A test fixture is a fixed state or set of data used as a baseline for running tests. Fixtures ensure that tests start from a known, reproducible state, making test results consistent and debuggable. The term covers both the data used in tests (sample documents, model responses, embeddings) and the setup/teardown logic that prepares the test environment.

Types of Fixtures

Data fixtures. Predefined data used as test inputs or expected outputs. In AI systems, this includes sample documents, query-answer pairs, pre-computed embeddings, and recorded model responses.

State fixtures. Setup logic that creates a specific system state before a test runs. Examples: seeding a vector database with known documents, configuring a mock model client, or creating a temporary directory for file-based operations.

Teardown fixtures. Cleanup logic that restores the system to its original state after a test completes. Examples: clearing a test database, removing temporary files, or resetting mock call logs.

Fixtures in pytest

pytest provides a powerful fixture system using the @pytest.fixture decorator. Fixtures can be scoped (per test, per class, per module, or per session), parameterized, and composed.

@pytest.fixture
def sample_chunks():
    return [
        {"text": "Python is a programming language.", "source": "doc1"},
        {"text": "Machine learning uses data.", "source": "doc2"},
    ]

@pytest.fixture
def mock_model():
    model = MockLLMClient()
    model.set_response('{"answer": "test answer"}')
    return model

def test_pipeline_uses_chunks(sample_chunks, mock_model):
    pipeline = Pipeline(model=mock_model)
    result = pipeline.run("test query", chunks=sample_chunks)
    assert result.answer == "test answer"

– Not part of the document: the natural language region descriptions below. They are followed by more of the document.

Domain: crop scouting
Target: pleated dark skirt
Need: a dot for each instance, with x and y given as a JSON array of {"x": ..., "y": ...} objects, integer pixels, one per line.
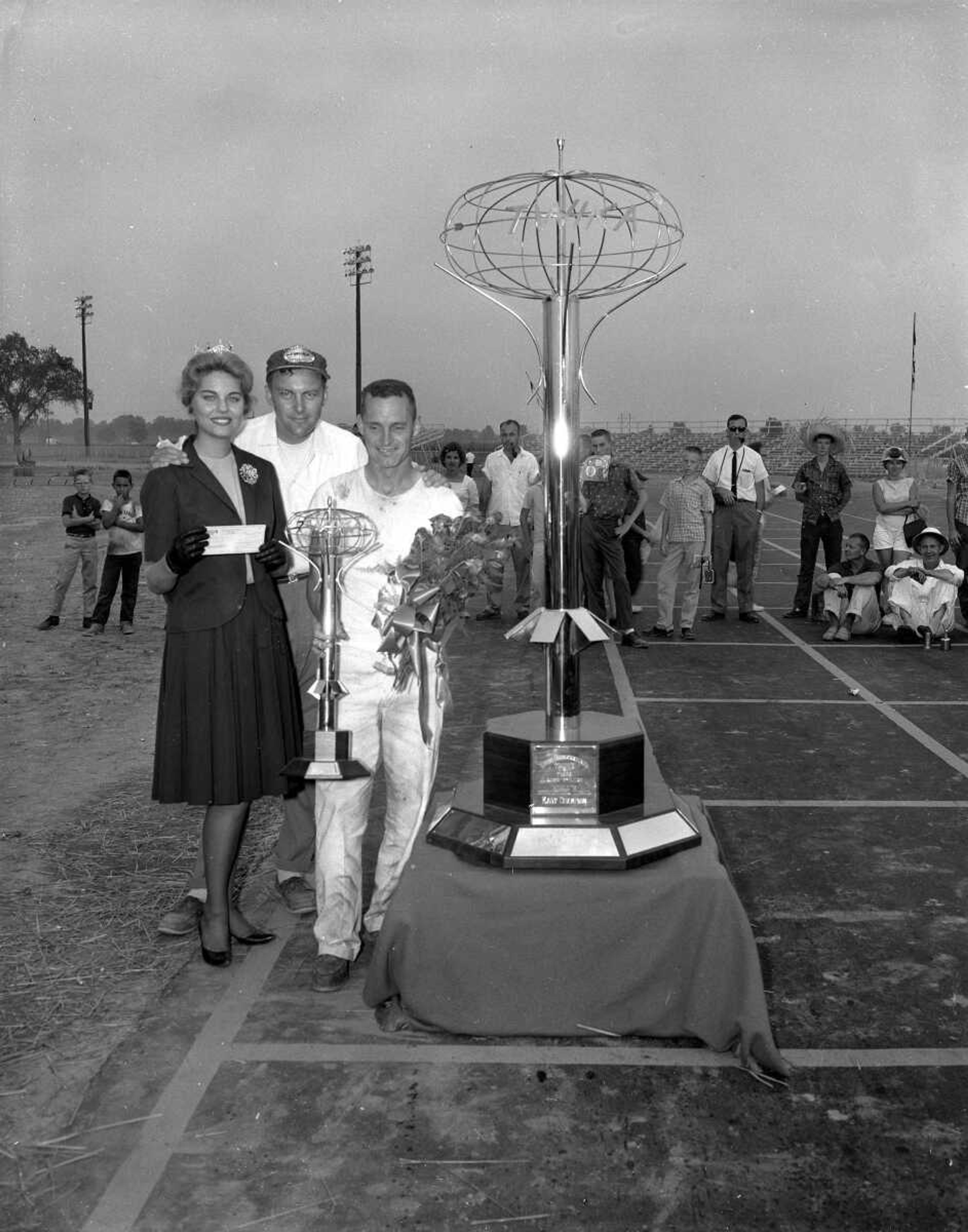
[{"x": 228, "y": 713}]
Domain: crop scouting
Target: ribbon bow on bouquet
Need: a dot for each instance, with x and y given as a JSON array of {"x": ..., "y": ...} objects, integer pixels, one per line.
[{"x": 436, "y": 578}]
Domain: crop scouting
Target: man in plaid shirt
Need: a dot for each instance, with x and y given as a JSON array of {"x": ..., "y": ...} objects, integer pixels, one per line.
[
  {"x": 957, "y": 509},
  {"x": 604, "y": 524},
  {"x": 685, "y": 540},
  {"x": 823, "y": 487}
]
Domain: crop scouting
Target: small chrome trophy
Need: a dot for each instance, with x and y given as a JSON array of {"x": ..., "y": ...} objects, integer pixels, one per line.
[{"x": 329, "y": 540}]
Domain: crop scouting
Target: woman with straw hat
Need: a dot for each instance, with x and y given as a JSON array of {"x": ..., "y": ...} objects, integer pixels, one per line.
[{"x": 924, "y": 591}]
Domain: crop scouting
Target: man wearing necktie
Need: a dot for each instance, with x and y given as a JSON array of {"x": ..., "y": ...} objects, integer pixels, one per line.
[{"x": 738, "y": 478}]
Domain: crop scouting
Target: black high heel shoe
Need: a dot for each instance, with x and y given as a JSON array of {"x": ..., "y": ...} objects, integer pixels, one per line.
[
  {"x": 214, "y": 958},
  {"x": 255, "y": 938}
]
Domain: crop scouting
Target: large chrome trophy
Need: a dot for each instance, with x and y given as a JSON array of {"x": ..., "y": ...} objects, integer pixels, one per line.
[
  {"x": 561, "y": 788},
  {"x": 329, "y": 541}
]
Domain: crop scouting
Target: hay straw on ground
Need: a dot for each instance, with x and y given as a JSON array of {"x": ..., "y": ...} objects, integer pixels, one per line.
[{"x": 81, "y": 950}]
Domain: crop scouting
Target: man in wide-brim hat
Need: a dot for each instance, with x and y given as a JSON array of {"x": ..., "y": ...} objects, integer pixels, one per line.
[
  {"x": 823, "y": 487},
  {"x": 924, "y": 589},
  {"x": 824, "y": 428}
]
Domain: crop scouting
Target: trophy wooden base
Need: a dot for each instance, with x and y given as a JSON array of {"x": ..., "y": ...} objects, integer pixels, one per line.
[
  {"x": 326, "y": 756},
  {"x": 561, "y": 804}
]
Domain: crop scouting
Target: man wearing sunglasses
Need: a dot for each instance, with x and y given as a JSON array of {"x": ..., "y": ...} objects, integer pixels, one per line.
[{"x": 738, "y": 478}]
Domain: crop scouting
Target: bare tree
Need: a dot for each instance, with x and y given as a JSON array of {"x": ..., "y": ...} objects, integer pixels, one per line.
[{"x": 31, "y": 380}]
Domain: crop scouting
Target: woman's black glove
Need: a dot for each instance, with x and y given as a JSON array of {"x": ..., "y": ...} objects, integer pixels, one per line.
[
  {"x": 273, "y": 556},
  {"x": 188, "y": 550}
]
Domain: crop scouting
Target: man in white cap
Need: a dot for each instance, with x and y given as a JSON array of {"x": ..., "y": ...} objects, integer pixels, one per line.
[
  {"x": 823, "y": 487},
  {"x": 849, "y": 592},
  {"x": 306, "y": 452},
  {"x": 923, "y": 591}
]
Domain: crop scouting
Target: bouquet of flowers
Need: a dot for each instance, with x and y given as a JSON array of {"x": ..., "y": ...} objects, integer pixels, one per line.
[{"x": 427, "y": 597}]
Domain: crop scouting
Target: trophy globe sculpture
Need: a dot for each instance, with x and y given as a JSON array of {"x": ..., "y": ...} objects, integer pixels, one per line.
[
  {"x": 329, "y": 541},
  {"x": 561, "y": 788}
]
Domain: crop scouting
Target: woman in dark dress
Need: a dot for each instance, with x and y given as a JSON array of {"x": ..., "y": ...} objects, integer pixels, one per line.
[{"x": 228, "y": 711}]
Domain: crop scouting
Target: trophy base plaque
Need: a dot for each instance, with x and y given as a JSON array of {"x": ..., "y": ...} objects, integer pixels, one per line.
[
  {"x": 566, "y": 804},
  {"x": 326, "y": 756}
]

Fixture Patterns for AI Systems

Response fixtures. Store sample model API responses as JSON files in a tests/fixtures/ directory. Load them in tests to simulate different response scenarios: valid responses, malformed responses, error responses, and edge cases.

Embedding fixtures. Pre-compute or generate deterministic fake embeddings for test documents. Use hash-based generation for consistency: the same text always produces the same fake embedding.

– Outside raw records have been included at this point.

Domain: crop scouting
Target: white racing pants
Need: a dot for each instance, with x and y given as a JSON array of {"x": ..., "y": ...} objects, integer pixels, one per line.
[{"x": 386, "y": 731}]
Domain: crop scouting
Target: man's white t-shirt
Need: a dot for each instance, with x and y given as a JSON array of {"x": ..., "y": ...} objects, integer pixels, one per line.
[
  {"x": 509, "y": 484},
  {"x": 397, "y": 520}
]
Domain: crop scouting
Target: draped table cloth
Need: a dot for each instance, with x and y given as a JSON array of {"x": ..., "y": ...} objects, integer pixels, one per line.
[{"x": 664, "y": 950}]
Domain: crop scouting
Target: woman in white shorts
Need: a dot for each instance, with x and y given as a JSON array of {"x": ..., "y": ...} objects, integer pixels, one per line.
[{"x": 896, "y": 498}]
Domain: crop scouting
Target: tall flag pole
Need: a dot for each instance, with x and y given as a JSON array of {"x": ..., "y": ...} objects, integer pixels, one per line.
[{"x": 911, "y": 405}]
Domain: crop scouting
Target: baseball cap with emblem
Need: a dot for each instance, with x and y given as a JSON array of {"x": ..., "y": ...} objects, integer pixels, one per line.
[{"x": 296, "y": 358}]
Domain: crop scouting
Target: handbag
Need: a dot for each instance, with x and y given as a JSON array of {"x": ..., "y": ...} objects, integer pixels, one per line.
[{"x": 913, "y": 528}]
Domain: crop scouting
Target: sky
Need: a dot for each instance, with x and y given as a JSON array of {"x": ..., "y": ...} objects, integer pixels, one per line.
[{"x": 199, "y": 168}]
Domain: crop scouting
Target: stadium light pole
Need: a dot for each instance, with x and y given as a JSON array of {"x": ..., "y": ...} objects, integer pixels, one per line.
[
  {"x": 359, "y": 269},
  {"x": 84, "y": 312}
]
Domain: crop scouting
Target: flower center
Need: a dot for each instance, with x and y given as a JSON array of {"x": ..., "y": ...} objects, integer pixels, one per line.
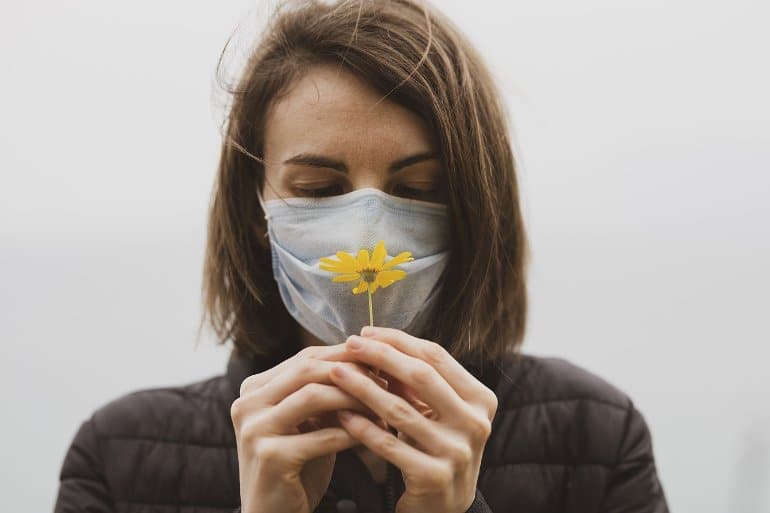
[{"x": 368, "y": 274}]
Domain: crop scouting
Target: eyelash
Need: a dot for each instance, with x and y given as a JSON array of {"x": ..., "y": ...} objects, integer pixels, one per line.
[{"x": 330, "y": 190}]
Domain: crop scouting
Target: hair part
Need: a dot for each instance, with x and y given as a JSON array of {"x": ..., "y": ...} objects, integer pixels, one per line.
[{"x": 419, "y": 59}]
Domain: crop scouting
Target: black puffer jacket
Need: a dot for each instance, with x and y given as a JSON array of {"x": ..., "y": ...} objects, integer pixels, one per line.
[{"x": 563, "y": 440}]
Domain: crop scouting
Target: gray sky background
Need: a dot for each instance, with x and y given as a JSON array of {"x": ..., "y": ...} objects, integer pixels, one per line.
[{"x": 642, "y": 130}]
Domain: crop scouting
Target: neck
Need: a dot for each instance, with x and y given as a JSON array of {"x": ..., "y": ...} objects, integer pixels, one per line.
[{"x": 308, "y": 339}]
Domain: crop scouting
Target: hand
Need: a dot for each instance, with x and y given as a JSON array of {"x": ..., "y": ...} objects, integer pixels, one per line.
[
  {"x": 287, "y": 433},
  {"x": 443, "y": 419}
]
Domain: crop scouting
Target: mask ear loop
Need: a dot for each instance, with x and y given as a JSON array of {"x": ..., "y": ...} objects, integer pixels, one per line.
[{"x": 262, "y": 204}]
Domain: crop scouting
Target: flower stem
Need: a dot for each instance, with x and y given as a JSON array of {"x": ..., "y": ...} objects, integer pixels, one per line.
[{"x": 371, "y": 315}]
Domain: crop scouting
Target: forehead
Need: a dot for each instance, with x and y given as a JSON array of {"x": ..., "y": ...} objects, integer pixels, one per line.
[{"x": 332, "y": 109}]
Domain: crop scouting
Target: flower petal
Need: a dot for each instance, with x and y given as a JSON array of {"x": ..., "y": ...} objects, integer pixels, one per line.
[
  {"x": 363, "y": 258},
  {"x": 328, "y": 264},
  {"x": 346, "y": 277},
  {"x": 378, "y": 255},
  {"x": 405, "y": 256}
]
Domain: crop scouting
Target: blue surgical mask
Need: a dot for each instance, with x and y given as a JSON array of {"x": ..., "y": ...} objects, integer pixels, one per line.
[{"x": 302, "y": 230}]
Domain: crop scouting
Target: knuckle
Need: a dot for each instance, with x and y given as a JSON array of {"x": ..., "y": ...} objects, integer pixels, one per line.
[
  {"x": 388, "y": 445},
  {"x": 249, "y": 434},
  {"x": 266, "y": 449},
  {"x": 434, "y": 353},
  {"x": 248, "y": 384},
  {"x": 440, "y": 477},
  {"x": 398, "y": 413},
  {"x": 461, "y": 455},
  {"x": 304, "y": 366},
  {"x": 422, "y": 374},
  {"x": 308, "y": 352},
  {"x": 311, "y": 393}
]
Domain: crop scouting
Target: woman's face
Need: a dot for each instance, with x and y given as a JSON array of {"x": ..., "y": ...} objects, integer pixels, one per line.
[{"x": 324, "y": 138}]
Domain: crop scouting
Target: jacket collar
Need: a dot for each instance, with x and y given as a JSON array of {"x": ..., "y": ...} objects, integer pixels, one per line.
[{"x": 240, "y": 367}]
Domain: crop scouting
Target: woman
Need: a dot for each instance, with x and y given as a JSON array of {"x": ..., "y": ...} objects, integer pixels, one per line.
[{"x": 354, "y": 123}]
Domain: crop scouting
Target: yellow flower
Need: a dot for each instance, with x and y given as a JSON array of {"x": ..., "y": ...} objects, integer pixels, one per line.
[{"x": 372, "y": 271}]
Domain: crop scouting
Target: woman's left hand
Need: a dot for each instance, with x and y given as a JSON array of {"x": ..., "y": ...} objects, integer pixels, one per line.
[{"x": 445, "y": 417}]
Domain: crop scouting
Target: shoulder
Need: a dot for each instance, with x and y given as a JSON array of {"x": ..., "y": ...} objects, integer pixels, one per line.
[
  {"x": 567, "y": 414},
  {"x": 530, "y": 379},
  {"x": 193, "y": 413}
]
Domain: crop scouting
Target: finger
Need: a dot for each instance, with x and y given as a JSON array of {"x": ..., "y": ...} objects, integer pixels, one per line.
[
  {"x": 300, "y": 374},
  {"x": 310, "y": 400},
  {"x": 296, "y": 450},
  {"x": 255, "y": 381},
  {"x": 417, "y": 374},
  {"x": 388, "y": 446},
  {"x": 464, "y": 383},
  {"x": 394, "y": 410}
]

Vector database fixtures. Seed an in-memory or containerized vector store with known documents before retrieval tests. Use fixture scope to control whether the database is shared across tests (faster) or recreated for each test (more isolated).

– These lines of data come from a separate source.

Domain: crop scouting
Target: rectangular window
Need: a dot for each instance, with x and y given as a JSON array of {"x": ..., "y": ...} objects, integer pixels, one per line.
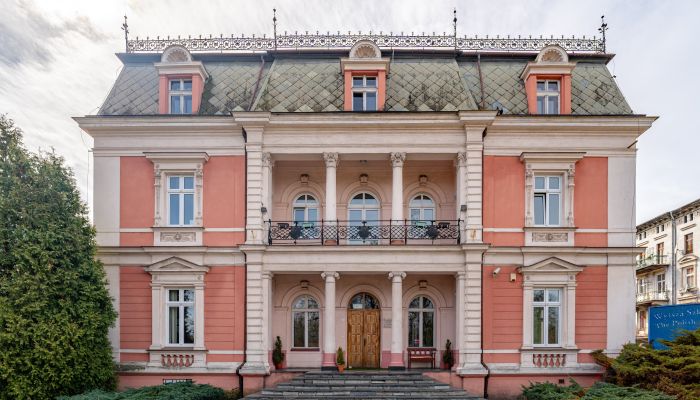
[
  {"x": 180, "y": 305},
  {"x": 546, "y": 316},
  {"x": 364, "y": 93},
  {"x": 180, "y": 200},
  {"x": 548, "y": 97},
  {"x": 547, "y": 200},
  {"x": 180, "y": 96},
  {"x": 689, "y": 277}
]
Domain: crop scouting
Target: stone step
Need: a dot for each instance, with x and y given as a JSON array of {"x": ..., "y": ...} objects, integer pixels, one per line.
[{"x": 364, "y": 385}]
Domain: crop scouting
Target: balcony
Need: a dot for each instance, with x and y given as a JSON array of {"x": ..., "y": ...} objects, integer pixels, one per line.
[
  {"x": 649, "y": 261},
  {"x": 652, "y": 296},
  {"x": 381, "y": 232}
]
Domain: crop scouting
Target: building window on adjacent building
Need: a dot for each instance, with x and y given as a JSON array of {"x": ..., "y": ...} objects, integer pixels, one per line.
[
  {"x": 364, "y": 93},
  {"x": 546, "y": 316},
  {"x": 305, "y": 322},
  {"x": 421, "y": 322},
  {"x": 661, "y": 283},
  {"x": 422, "y": 210},
  {"x": 547, "y": 200},
  {"x": 305, "y": 209},
  {"x": 180, "y": 96},
  {"x": 180, "y": 200},
  {"x": 689, "y": 278},
  {"x": 180, "y": 305},
  {"x": 548, "y": 97},
  {"x": 688, "y": 243}
]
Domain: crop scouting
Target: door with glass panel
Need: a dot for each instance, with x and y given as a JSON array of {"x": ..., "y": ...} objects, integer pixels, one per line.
[{"x": 363, "y": 219}]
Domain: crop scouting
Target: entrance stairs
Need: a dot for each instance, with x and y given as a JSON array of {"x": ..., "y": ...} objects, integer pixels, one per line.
[{"x": 365, "y": 385}]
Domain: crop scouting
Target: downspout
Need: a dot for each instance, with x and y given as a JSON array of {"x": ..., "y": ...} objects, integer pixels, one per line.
[
  {"x": 482, "y": 106},
  {"x": 674, "y": 284},
  {"x": 245, "y": 267}
]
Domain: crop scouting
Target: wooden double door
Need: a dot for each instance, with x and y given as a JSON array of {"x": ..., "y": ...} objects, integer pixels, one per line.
[{"x": 363, "y": 338}]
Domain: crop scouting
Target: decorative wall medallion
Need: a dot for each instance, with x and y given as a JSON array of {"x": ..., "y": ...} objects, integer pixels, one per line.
[
  {"x": 550, "y": 236},
  {"x": 177, "y": 237}
]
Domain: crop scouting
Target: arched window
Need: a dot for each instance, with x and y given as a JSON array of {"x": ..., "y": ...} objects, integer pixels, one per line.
[
  {"x": 305, "y": 208},
  {"x": 305, "y": 317},
  {"x": 363, "y": 217},
  {"x": 422, "y": 209},
  {"x": 421, "y": 322}
]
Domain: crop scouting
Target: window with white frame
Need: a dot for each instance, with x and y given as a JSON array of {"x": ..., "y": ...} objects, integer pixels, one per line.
[
  {"x": 661, "y": 283},
  {"x": 689, "y": 277},
  {"x": 181, "y": 200},
  {"x": 548, "y": 200},
  {"x": 180, "y": 95},
  {"x": 305, "y": 209},
  {"x": 421, "y": 209},
  {"x": 548, "y": 97},
  {"x": 180, "y": 315},
  {"x": 364, "y": 93},
  {"x": 421, "y": 322},
  {"x": 546, "y": 314},
  {"x": 305, "y": 322}
]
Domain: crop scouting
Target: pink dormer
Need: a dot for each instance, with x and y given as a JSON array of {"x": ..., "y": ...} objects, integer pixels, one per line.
[
  {"x": 548, "y": 82},
  {"x": 181, "y": 82}
]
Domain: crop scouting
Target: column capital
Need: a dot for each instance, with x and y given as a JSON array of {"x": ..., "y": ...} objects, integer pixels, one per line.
[
  {"x": 330, "y": 276},
  {"x": 397, "y": 275},
  {"x": 331, "y": 159},
  {"x": 397, "y": 159},
  {"x": 462, "y": 159},
  {"x": 267, "y": 161}
]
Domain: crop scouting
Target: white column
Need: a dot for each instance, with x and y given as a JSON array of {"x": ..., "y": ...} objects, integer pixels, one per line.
[
  {"x": 397, "y": 160},
  {"x": 329, "y": 321},
  {"x": 396, "y": 320},
  {"x": 199, "y": 317},
  {"x": 331, "y": 160}
]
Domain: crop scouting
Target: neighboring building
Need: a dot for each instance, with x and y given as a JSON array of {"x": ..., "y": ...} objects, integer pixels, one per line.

Golden fixtures. Curated, human-reviewed datasets used for regression testing. These are versioned and updated intentionally, not automatically. Changes to golden fixtures require review.

Best Practices

Keep fixtures small and focused. A fixture that creates an entire application state is hard to understand and maintain. Prefer composing small fixtures over creating large monolithic ones. Store large fixture data in files rather than inline in test code. Version fixture files alongside tests in source control so they evolve together.

Sources

  • Meszaros, G. (2007). xUnit Test Patterns: Refactoring Test Code. Addison-Wesley. Chapter 5: Test Fixtures. (Definitive taxonomy of test fixtures: fresh fixtures, shared fixtures, and inline setup vs. delegated setup patterns.)
  • Beck, K. (2003). Test-Driven Development: By Example. Addison-Wesley. (Test fixtures in the context of TDD; setUp and tearDown lifecycle; the relationship between fixtures and test isolation.)
  • Fowler, M. (2006). ObjectMother. martinfowler.com. (Object Mother pattern for building test fixtures; factory methods for creating test data in a consistent, reusable way.)